Play Time's strengths lie in its attentiveness to the practical aspects of medieval theater and its consideration of many different models of temporal subjectivity. Black analyzes the potential emotional worlds of the characters themselves and the ways in which their dialogue, stage presence, and use of props, dress, and iconography might have provoked multiple possible reactions in a medieval audience. Bringing different temporal models into dialogue with one another allows Black to argue that multiple subjective experiences of time coexisted simultaneously for medieval actors, characters, and spectators. For example, Black considers Kathleen Davis's reading of Christ's nativity as a “shattering” of time from the perspective of Joseph in the N-Town manuscript (44). Black argues that Joseph's doubts and conversion process complicate Mary's supersessionary narrative arc by creating “playful knots in the gospels’ timeline” (66). Jonathan Gil Harris's “explosive” time (92) and Carolyn Dinshaw's “collapsed” time (96) are newly applied to the strategies of drama to tease out the many and varied ways in which acts of remembrance, conflict, and even silence can destabilize biblical beginnings for actors and audiences. Different individual perspectives are explored in turn in a productive departure from the often-invoked idea of medieval civic drama as playing a key role in building communal consensus.

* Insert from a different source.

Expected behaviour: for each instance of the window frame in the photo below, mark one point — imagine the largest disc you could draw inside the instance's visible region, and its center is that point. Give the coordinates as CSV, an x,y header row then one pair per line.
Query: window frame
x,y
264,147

Adopting her own methodological version of Serres's crumpled handkerchief model, Black writes across modern and medieval examples throughout the book. The result is that the conflicts of medieval drama speak with enduring relevance to modern issues without the dialogue between the two eclipsing important temporal distances and differences. In the closing pages of Play Time, Black addresses a pressing issue facing the scholarship of early theater: the myth or fantasy of a supersessionary relationship between medieval drama and the early modern playhouses. Play Time is a refreshing push back against the kind of periodization that sees medieval drama as the less sophisticated precursor to early modern theatrical practice. Black calls for research in the spirit of early drama itself, which, as she demonstrates, can “defend the right of each individual to experience, resist, complicate and challenge time in their own fashion” (201) even against official theological or historical narratives.